Tomorrow night, 60 Minutes will air the first-ever joint interview with President Obama and outgoing secretary of State Hillary Clinton. A teaser excerpt of broadcast shows the onetime bitter rivals starting their goodbyes to one another, and it’s kind of sweet. When asked by 60 Minutes correspondent Steve Kroft why he’d asked to bring Clinton along to the interview, Obama got a little sentimental:
I just wanted to have a chance to publicly say thank you because I think Hillary will go down as one of the finest Secretaries of State we’ve had. It has been a great collaboration over the last four years — I’m going to miss her. Wish she was sticking around, but she has logged in so many miles I can’t begrudge her wanting to take it easy for a little bit.
Hillary (clad in her emotive, double vision-correcting lenses) acknowledged that “a few years ago [this interview] would have been seen as improbable,” but said that she and Obama still share the same democratic spirit and love of country that convinced her to accept his offer to head up the State Department four years ago.
“It is very unusual for the president, any president, to say I want to do an interview but I want to bring a friend,” CBS News chief Washington correspondent Bob Schieffer points out.
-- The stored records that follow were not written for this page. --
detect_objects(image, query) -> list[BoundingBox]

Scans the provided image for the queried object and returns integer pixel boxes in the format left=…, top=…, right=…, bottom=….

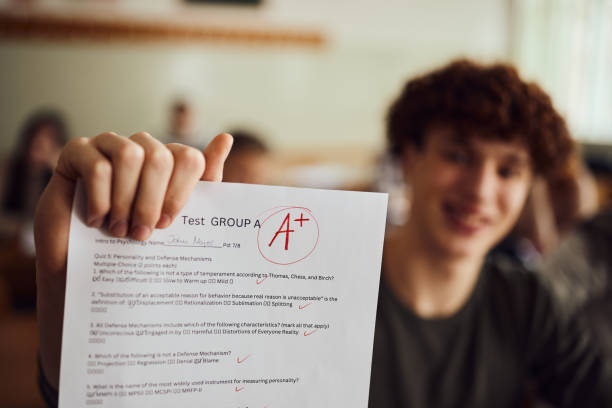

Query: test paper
left=59, top=182, right=387, bottom=408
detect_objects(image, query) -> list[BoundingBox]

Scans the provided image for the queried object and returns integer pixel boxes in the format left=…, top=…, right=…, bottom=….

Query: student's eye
left=497, top=166, right=520, bottom=179
left=444, top=150, right=470, bottom=164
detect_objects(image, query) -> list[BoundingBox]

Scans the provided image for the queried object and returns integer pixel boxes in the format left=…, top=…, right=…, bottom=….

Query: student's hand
left=34, top=133, right=232, bottom=388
No doubt the politirati will ask all kinds of questions of the interview — like whether it was “one step short of [Obama] endorsing her to replace him next time” or “payback for her husband’s speech at the Democratic convention.” While Kroft does ask Obama if he’s endorsing Clinton early for 2016, Schieffer strongly hints that we won’t get a straight answer out of the president this early in the game.
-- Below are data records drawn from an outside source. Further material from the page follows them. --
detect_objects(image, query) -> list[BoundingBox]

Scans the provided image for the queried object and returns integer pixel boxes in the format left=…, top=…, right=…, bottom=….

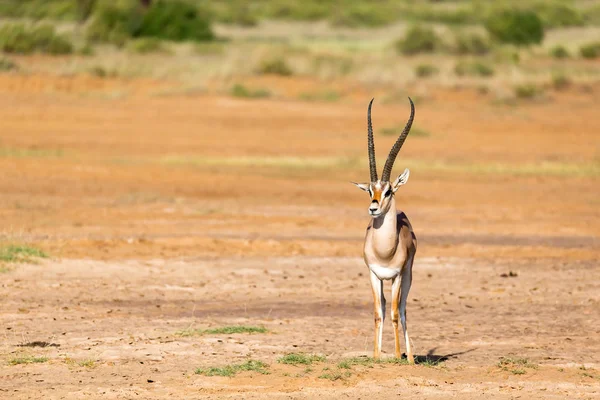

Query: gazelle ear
left=351, top=182, right=371, bottom=192
left=392, top=168, right=410, bottom=193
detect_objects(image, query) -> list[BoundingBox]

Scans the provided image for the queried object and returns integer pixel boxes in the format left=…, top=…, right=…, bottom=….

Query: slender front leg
left=371, top=272, right=385, bottom=359
left=392, top=276, right=402, bottom=358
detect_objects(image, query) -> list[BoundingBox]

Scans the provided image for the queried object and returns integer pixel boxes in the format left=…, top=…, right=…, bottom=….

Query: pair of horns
left=367, top=97, right=415, bottom=182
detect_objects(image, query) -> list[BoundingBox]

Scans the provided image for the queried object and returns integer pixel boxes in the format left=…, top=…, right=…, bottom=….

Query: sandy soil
left=0, top=75, right=600, bottom=399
Regardless, this double, “all smiles” appearance is sure to fan the already healthy flames of Clinton 2016 speculation. “There are not a lot of people in the world who go through what they do,” one Clinton aide told CNN. “For good or bad, [they’ve] been put together.” Only time will tell if they’re still “together” four years from now, when it might be Clinton’s name on the campaign posters.